Military News

The other controversial munition being sent to Ukraine

While the news focuses on cluster munitions headed to Ukraine, depleted uranium rounds are already there. They could slaughter Russian tanks.
Logan Nye Avatar
depleted uranium
Getty Images (Credit: lappes)

As everyone focuses on the cluster munitions headed to Ukraine, another controversial but effective weapon quietly arrived. The U.K. has sent and the U.S. has approved depleted uranium, or DU, rounds for main battle tanks. These highly dense munitions improve the effectiveness of the main battle tanks Ukraine received.

Depleted uranium rounds

Depleted uranium rounds garnered some attention in March and June that later fell off. The material comes from nuclear enrichment programs. Technicians enriching uranium take as much U-235 as they can out of a batch. But U-235 only makes up less than 1% of natural uranium. Uranium typically starts with 99.27% U-238, and U-238 would be waste after enrichment.

But instead of trashing it, weapon makers realized the material makes a great armor or armor-piercing material. In both armor-piercing rounds and armor, density increases effectiveness. And U-238 wins at density, boasting 1.7 times the density of lead. When it pierces enemy armor, the depleted uranium often ignites, flash-frying crew and electronics inside the target. And depleted uranium tank rounds can pierce most Russian armored vehicles from any angle.

As America developed the Abrams tank, it used depleted uranium in the armor. Then, it developed an aluminum sabot round with a depleted uranium penetrator for the Abrams that demolishes enemy tanks. Depleted uranium is also the secret to the Bradley’s Bushmaster and A-10’s GAU-8 Avenger cannons punching through enemy tanks.

All three platforms use depleted uranium rounds for their armor-piercing weapons. And now, Ukrainian tanks donated by the U.S. and U.K. for fighting Russians will have it, as well.

soldier in ukraine
Soldier in Izyum, Ukraine. (Photo by Scott Peterson/Getty Images)

The controversy

The problem for the international community is that depleted uranium rounds, like cluster munitions, can leave lingering dangers for the civilian population.

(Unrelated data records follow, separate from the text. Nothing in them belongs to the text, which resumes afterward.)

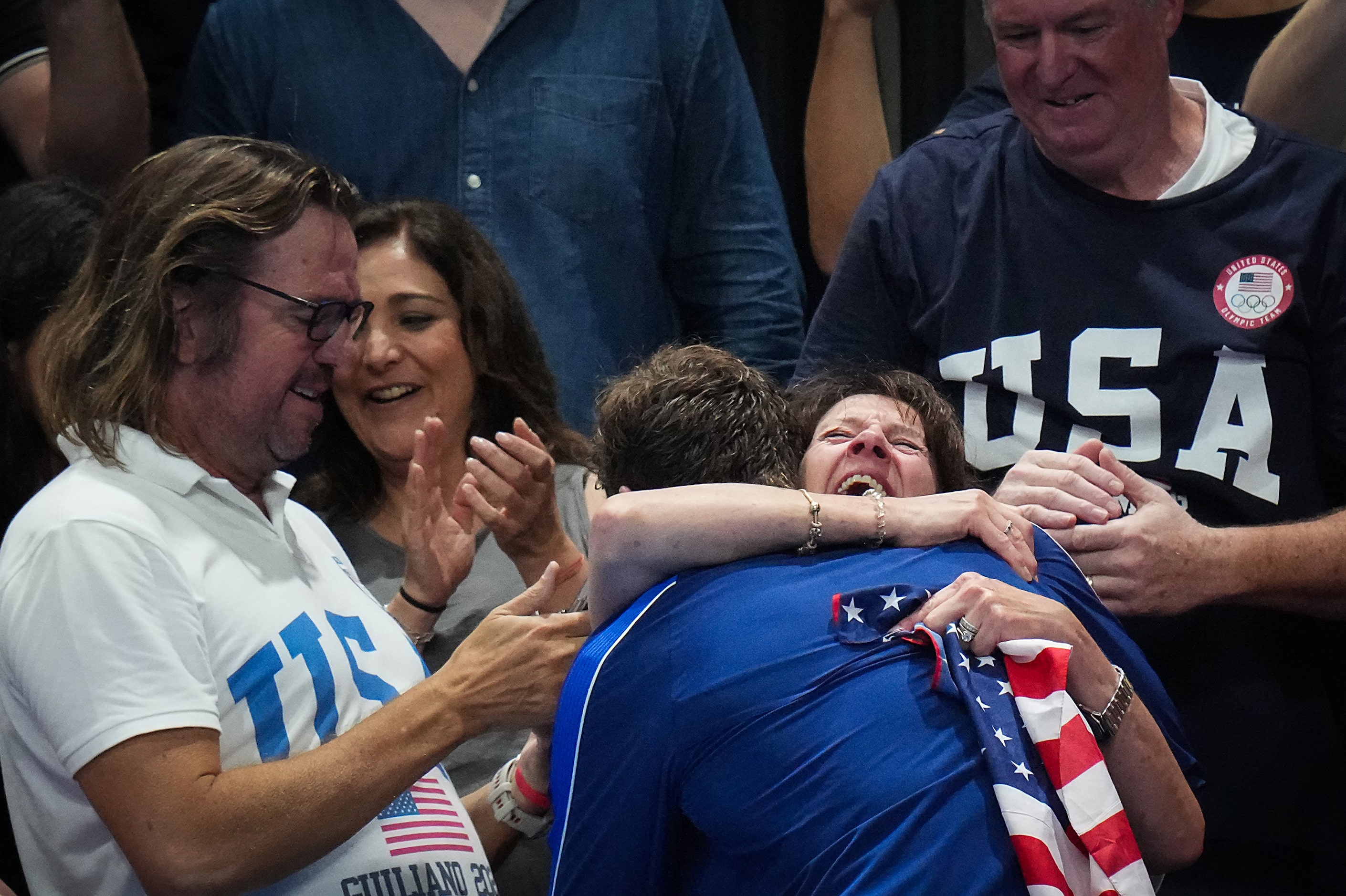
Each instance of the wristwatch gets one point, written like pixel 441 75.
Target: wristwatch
pixel 1105 724
pixel 504 797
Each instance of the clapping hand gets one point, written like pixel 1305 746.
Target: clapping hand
pixel 511 485
pixel 438 540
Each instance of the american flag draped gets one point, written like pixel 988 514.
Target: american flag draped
pixel 1058 802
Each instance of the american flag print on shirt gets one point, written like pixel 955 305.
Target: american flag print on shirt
pixel 424 820
pixel 1057 800
pixel 1255 281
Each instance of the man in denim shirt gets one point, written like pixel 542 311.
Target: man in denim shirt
pixel 609 148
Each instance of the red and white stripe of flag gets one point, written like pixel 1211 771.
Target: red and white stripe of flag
pixel 434 829
pixel 1097 854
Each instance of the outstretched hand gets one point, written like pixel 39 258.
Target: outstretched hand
pixel 508 673
pixel 936 520
pixel 438 540
pixel 1151 563
pixel 511 485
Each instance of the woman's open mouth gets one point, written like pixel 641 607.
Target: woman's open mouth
pixel 392 393
pixel 862 483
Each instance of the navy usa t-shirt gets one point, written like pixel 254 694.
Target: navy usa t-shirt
pixel 716 738
pixel 1201 337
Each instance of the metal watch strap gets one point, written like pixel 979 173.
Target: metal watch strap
pixel 505 803
pixel 1105 724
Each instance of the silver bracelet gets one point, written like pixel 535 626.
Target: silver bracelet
pixel 1105 724
pixel 815 525
pixel 881 514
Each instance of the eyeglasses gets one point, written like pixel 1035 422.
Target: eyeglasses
pixel 329 315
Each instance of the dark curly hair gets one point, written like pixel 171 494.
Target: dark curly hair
pixel 46 229
pixel 511 375
pixel 694 415
pixel 813 397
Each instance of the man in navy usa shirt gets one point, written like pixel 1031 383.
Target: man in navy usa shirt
pixel 610 150
pixel 1119 260
pixel 716 738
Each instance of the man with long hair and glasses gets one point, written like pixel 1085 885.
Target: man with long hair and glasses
pixel 198 695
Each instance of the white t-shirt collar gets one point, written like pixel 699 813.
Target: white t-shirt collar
pixel 1227 145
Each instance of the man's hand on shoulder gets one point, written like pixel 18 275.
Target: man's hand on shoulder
pixel 1157 562
pixel 936 520
pixel 1057 490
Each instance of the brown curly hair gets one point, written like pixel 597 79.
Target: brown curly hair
pixel 511 375
pixel 813 397
pixel 694 415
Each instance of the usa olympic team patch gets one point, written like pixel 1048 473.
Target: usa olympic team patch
pixel 1253 291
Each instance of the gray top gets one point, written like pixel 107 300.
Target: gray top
pixel 380 565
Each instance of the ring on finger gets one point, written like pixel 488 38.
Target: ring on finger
pixel 966 630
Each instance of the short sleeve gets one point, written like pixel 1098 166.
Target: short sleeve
pixel 104 642
pixel 570 500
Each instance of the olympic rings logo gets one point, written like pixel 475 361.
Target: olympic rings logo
pixel 1252 304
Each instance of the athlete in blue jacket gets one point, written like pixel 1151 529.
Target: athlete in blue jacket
pixel 716 738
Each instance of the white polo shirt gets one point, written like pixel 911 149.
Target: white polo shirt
pixel 155 598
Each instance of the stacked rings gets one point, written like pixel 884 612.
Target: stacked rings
pixel 967 631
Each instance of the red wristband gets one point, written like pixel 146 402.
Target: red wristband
pixel 542 801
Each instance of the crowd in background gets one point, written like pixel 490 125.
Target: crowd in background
pixel 554 190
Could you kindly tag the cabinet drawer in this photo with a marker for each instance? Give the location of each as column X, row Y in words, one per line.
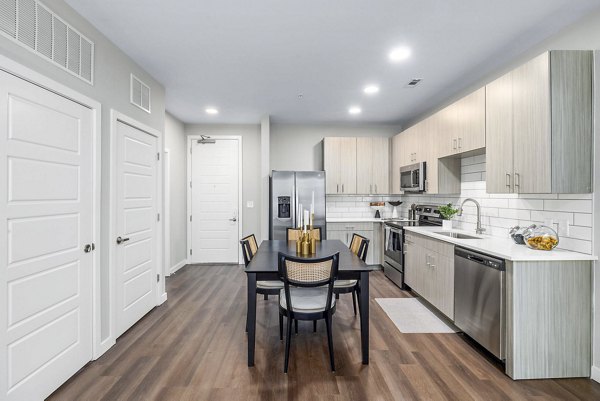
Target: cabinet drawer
column 362, row 226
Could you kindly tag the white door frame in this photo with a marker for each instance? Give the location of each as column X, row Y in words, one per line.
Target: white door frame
column 159, row 293
column 167, row 218
column 31, row 76
column 193, row 138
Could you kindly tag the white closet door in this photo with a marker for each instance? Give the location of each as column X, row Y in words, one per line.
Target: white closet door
column 215, row 202
column 46, row 219
column 137, row 221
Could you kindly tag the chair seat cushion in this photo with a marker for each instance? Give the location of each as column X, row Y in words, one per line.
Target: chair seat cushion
column 307, row 300
column 344, row 283
column 269, row 284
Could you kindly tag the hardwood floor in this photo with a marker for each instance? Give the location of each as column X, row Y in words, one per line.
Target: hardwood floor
column 194, row 348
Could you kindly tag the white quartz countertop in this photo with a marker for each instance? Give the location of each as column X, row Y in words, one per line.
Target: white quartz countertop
column 354, row 220
column 504, row 248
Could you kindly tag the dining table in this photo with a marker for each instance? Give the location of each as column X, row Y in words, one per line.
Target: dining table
column 263, row 267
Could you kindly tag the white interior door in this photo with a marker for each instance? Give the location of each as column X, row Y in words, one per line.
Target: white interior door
column 46, row 220
column 137, row 224
column 215, row 202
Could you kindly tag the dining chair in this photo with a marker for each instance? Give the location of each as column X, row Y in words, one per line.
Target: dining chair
column 266, row 288
column 293, row 234
column 359, row 246
column 307, row 294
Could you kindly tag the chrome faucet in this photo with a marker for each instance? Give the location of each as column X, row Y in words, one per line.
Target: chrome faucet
column 479, row 229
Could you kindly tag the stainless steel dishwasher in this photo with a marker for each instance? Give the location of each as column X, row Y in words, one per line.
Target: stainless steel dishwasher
column 479, row 299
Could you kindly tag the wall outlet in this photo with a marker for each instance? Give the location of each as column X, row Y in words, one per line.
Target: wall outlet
column 563, row 228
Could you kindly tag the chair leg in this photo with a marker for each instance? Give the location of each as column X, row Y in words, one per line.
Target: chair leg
column 287, row 345
column 329, row 323
column 280, row 327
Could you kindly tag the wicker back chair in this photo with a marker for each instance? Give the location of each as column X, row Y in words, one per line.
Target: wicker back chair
column 307, row 294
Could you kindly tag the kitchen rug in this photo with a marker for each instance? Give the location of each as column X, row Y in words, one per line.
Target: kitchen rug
column 411, row 316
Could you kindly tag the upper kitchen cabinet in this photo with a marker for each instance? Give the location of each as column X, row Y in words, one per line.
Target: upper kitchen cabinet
column 372, row 165
column 470, row 130
column 339, row 156
column 539, row 126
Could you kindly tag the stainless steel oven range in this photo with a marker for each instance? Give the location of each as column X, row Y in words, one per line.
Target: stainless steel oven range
column 393, row 261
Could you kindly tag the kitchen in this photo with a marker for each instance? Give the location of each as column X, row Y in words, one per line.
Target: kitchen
column 442, row 155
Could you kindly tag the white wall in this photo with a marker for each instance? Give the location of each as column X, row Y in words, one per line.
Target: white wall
column 111, row 89
column 175, row 141
column 251, row 183
column 299, row 147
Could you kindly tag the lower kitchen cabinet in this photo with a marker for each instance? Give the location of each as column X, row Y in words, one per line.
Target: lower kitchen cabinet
column 372, row 231
column 429, row 271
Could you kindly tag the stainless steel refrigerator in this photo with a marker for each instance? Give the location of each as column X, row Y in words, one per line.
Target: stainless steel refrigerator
column 287, row 190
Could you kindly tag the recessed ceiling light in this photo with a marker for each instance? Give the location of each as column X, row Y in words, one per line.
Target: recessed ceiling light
column 371, row 89
column 399, row 54
column 354, row 110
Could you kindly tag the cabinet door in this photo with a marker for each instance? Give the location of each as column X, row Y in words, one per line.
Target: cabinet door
column 381, row 165
column 397, row 157
column 471, row 121
column 364, row 165
column 499, row 135
column 531, row 127
column 332, row 164
column 348, row 165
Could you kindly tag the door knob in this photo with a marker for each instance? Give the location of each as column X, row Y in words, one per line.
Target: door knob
column 121, row 240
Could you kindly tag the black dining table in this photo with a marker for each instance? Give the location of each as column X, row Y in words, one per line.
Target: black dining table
column 263, row 267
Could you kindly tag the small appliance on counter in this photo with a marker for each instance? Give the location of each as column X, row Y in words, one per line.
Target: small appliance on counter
column 395, row 205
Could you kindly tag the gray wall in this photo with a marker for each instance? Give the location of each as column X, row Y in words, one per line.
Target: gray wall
column 111, row 89
column 299, row 147
column 250, row 134
column 175, row 141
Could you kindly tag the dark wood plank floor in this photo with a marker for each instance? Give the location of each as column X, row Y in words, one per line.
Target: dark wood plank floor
column 194, row 348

U-238 is a toxic metal. Humans aren’t in danger unless the are hit by depleted uranium shards, breathe it in, or ingest it. But plants can be affected faster and there is worry that humans who drink water or eat food tainted by DU will become sick. Researchers continue to watch civilian and military populations from Desert Storm and later conflicts for signs that depleted uranium is causing health issues.

So far, most populations show little effects or radiation levels above the background level.

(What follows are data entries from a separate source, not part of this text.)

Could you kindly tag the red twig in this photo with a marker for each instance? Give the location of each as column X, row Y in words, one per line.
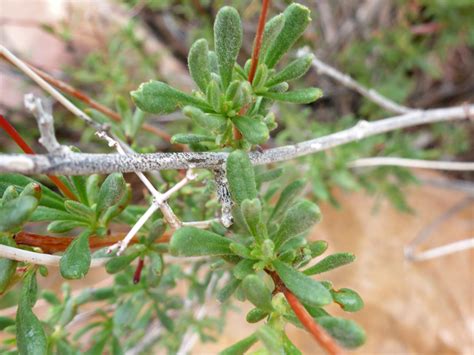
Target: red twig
column 13, row 133
column 138, row 271
column 258, row 39
column 255, row 54
column 305, row 318
column 51, row 245
column 68, row 89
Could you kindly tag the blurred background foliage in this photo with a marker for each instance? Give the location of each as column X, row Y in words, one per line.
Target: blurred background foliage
column 418, row 52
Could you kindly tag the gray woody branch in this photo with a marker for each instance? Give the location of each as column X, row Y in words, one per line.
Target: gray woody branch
column 84, row 164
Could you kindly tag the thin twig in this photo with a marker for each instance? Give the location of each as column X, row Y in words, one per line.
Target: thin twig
column 68, row 89
column 305, row 318
column 346, row 80
column 85, row 164
column 258, row 39
column 44, row 117
column 412, row 163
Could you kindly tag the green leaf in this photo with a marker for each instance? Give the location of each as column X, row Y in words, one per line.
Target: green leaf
column 256, row 315
column 346, row 332
column 227, row 41
column 241, row 346
column 190, row 241
column 92, row 188
column 80, row 185
column 257, row 292
column 298, row 219
column 307, row 290
column 241, row 177
column 330, row 262
column 9, row 194
column 300, row 96
column 32, row 189
column 16, row 212
column 318, row 247
column 158, row 97
column 63, row 226
column 271, row 339
column 198, row 63
column 297, row 18
column 348, row 299
column 189, row 138
column 228, row 290
column 79, row 209
column 76, row 261
column 30, row 336
column 252, row 212
column 48, row 197
column 243, row 268
column 119, row 263
column 253, row 130
column 5, row 322
column 272, row 29
column 290, row 348
column 111, row 192
column 287, row 196
column 7, row 266
column 295, row 70
column 211, row 122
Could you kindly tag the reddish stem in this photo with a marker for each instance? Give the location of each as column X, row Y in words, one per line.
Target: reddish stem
column 13, row 133
column 258, row 39
column 255, row 54
column 68, row 89
column 324, row 340
column 138, row 271
column 50, row 244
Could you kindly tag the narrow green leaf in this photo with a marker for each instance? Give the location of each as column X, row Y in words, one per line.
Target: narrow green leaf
column 158, row 97
column 330, row 262
column 298, row 219
column 297, row 18
column 295, row 70
column 119, row 263
column 7, row 266
column 76, row 261
column 300, row 96
column 241, row 177
column 198, row 63
column 79, row 209
column 111, row 192
column 243, row 268
column 224, row 293
column 256, row 315
column 348, row 299
column 253, row 130
column 272, row 29
column 227, row 41
column 307, row 290
column 318, row 247
column 211, row 122
column 287, row 196
column 190, row 241
column 271, row 339
column 252, row 212
column 346, row 332
column 16, row 212
column 30, row 336
column 63, row 226
column 257, row 292
column 241, row 346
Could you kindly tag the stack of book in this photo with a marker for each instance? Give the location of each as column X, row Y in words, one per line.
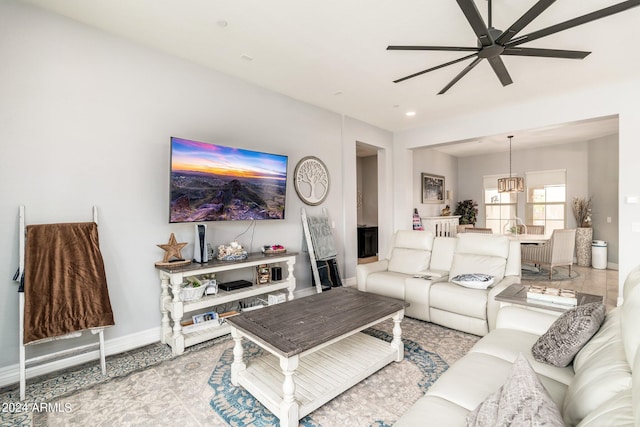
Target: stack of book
column 552, row 295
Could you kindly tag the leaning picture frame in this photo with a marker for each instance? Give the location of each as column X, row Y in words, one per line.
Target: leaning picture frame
column 433, row 190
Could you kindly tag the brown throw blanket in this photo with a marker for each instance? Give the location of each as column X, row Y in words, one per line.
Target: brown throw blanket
column 65, row 285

So why did cluster munitions get so much news coverage? And uranium got so much less? Well, while people are nervous about nuclear materials, depleted uranium is not very radioactive. And cluster munitions have a much worse history of causing harm than DU’s mostly theoretical risk.

But for Ukraine, the controversy is essentially beside the point. Russia and the war is poisoning their land as fuels, shards of metal, and other dangerous debris from war piles up. And Russia uses cluster munitions against Ukraine as it also fires drones and missiles at cities.

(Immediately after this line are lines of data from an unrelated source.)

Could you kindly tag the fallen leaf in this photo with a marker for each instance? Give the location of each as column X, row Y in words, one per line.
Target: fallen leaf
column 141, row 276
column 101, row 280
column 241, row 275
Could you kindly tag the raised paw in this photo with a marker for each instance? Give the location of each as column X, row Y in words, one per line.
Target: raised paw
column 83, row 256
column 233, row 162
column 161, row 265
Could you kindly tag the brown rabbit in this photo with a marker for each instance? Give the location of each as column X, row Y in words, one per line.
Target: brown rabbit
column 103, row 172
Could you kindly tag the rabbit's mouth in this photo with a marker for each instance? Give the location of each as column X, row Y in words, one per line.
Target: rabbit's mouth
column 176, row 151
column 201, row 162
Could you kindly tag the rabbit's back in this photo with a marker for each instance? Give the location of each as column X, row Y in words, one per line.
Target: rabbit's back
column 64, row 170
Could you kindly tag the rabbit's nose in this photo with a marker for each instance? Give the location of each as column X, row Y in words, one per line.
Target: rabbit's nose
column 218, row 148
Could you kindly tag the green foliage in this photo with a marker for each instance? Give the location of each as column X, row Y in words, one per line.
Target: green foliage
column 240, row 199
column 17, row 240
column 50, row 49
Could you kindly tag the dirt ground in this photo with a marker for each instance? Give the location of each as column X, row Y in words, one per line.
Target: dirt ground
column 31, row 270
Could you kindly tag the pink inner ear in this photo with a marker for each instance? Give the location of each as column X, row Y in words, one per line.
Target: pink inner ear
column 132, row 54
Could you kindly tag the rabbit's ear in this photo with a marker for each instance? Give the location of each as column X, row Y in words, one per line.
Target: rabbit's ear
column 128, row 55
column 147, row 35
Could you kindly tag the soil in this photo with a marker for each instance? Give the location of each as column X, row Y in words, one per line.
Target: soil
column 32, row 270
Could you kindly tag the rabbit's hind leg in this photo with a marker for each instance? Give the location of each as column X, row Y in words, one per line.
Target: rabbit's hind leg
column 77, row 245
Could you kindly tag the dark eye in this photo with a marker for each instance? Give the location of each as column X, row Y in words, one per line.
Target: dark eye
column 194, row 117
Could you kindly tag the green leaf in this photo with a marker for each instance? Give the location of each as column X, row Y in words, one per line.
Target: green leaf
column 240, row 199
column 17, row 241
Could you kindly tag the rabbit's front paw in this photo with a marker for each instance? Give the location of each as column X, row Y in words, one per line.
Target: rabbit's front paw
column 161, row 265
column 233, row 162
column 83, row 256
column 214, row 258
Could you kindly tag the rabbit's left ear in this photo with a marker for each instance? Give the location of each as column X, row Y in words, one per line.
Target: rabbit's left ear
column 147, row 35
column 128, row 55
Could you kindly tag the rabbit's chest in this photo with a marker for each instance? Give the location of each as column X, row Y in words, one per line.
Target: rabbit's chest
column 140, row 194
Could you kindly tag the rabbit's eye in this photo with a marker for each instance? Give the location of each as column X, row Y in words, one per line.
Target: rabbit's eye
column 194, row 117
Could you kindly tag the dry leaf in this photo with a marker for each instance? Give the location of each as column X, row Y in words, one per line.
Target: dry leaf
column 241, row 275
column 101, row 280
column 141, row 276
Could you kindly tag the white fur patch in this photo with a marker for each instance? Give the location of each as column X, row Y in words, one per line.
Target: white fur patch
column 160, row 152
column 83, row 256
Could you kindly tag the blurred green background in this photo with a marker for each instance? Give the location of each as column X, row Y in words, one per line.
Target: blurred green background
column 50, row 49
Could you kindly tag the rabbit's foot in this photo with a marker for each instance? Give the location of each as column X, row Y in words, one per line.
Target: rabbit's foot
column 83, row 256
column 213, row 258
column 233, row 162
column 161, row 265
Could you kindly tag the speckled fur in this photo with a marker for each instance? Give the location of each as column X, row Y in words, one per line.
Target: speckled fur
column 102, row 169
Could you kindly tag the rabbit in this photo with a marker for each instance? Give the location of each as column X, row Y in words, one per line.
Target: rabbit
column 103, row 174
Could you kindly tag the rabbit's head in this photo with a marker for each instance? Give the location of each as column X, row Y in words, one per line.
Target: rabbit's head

So for Ukraine, any dangers from ammo and any international controversy has to be balanced against the daily ravages of Russia and the war. It appears that Ukraine decided that a little uranium and a lot of dud cluster bombs are worth it if they shorten the war.

If Ukraine is holding heavy combat brigades back to exploit a breakthrough, as is suspected, having main battle tanks firing depleted uranium would definitely help it push west and end the war early. So don’t expect them to give up the tactical advantage of either weapon.